BTR, as an increasingly used phrase in the press and at conferences, must not be allowed to develop into a buzzword to describe the latest fashion in the market or, worse, for all forms of modern rental housing.

Such a scatter-gun approach is unhelpful and the key question of ‘what’s in a name?’ must not be brushed off lightly. In the UK, the phrase ‘BTR’ has over time, come to describe a specific form of residential property and investment class. It is defined through assets being owned by a certain investor pool, a focus on quality, durability and delivery, and is purposely fueled by exceptional customer service goals. It also seeks to realign the landlord and tenant relationship towards a beneficial partnership and has its own carefully crafted bespoke valuation methodology. It sees an active asset and property management structure and offer being the first, rather than last consideration. BTR should never only be considered as just more residential property available for rent; it should represent a different product offer with a wholly different customer focus.

Yet going the other way, I would caution the NZ industry confusing ‘BTR’ with ‘multifamily housing’ which is so prevalent and successful as an investment sector in the USA. Multi-family housing and BTR certainly share key characteristics and are undoubtedly related – but multifamily housing is a mature residential asset class, well known by investors and consumers alike, is often amenity fueled and to a scale of units we would only dream of in NZ.

If we want to focus on a fit for purpose model here in New Zealand, BTR in the UK would be the more appropriate industry to look for as an initial blueprint.

I freely and openly admit to anyone that I am passionate about Build to Rent and its prospects for helping solve the Housing Crisis that we find ourselves in presently.
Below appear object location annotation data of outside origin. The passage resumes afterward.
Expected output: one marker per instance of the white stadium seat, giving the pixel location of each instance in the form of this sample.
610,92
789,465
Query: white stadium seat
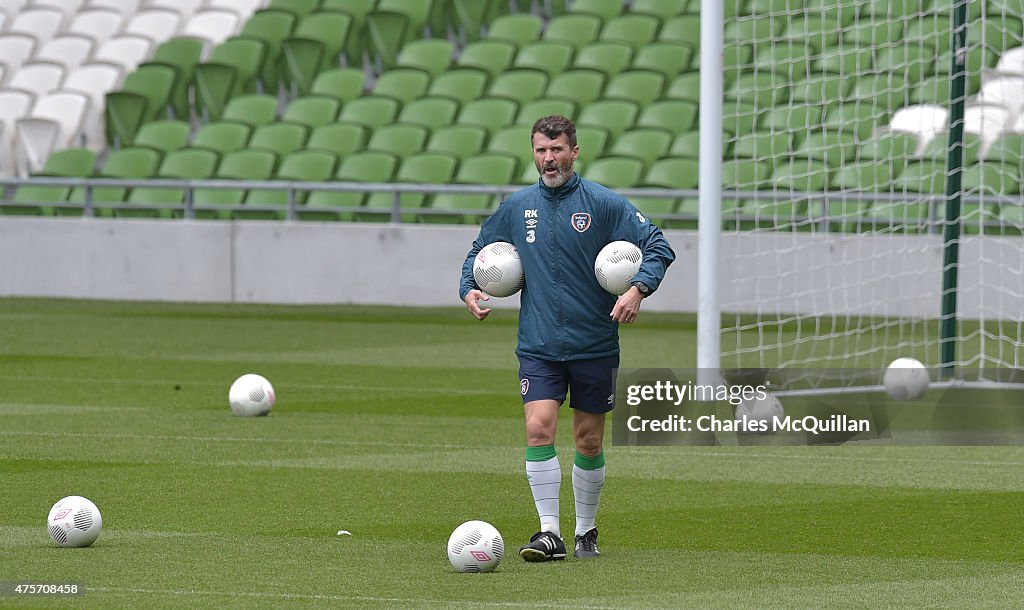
54,123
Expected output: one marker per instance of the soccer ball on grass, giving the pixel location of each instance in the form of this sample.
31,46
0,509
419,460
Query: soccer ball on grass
475,547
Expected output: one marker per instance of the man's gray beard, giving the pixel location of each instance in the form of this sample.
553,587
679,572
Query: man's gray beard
559,179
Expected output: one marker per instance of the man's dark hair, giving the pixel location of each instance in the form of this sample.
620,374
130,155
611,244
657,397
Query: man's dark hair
554,126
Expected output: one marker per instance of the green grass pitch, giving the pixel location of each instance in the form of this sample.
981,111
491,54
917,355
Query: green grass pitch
399,424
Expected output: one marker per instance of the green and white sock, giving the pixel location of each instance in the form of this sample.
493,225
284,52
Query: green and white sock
545,476
588,478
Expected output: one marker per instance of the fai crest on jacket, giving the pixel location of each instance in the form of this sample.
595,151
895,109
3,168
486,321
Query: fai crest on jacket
581,221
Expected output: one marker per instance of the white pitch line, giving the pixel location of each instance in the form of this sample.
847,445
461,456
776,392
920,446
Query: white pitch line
329,598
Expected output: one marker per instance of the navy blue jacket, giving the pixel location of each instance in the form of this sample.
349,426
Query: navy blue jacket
564,313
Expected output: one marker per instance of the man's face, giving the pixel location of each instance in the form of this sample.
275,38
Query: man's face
554,159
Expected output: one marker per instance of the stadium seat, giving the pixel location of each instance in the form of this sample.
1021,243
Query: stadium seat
231,69
166,136
253,110
461,141
371,111
344,84
282,138
250,164
223,137
366,166
424,168
461,84
301,166
576,30
341,138
432,113
578,86
315,45
521,86
613,115
496,169
431,55
635,30
492,56
489,114
400,139
609,57
647,144
402,84
143,96
519,29
54,123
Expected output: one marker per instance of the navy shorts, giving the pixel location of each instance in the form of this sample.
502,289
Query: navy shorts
590,384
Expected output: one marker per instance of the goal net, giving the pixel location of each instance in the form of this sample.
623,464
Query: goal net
871,172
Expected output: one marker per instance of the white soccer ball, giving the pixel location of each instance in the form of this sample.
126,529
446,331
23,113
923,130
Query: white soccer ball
251,395
475,547
759,414
74,521
498,269
905,379
615,265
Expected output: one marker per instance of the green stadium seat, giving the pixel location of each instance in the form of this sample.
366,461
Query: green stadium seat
69,163
613,115
685,30
281,138
603,9
614,172
400,139
402,84
663,9
492,56
253,110
667,58
608,57
187,164
425,168
344,84
250,164
431,55
166,136
432,113
520,29
489,114
579,86
492,168
272,27
143,96
301,166
371,111
576,30
231,70
341,138
640,86
635,30
529,113
675,116
311,111
182,54
647,144
461,141
367,167
315,45
461,84
552,57
521,85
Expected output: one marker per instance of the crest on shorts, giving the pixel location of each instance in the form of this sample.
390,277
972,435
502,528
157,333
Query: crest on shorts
581,221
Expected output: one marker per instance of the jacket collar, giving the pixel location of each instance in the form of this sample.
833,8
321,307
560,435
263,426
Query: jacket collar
561,191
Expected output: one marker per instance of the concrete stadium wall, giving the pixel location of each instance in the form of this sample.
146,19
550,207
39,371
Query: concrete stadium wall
419,265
Significant work still needs to be done to encourage the stars to align and it is folly to assume it will be a rapid or straightforward development process. Yet, while I do not consider that BTR in isolation is the solution to any housing crisis; I strongly believe that BTR should be part of the solution for every housing crisis.

I am looking forward to providing the NZ market with regular updates in this space as this becomes a more and more important sector of our housing market.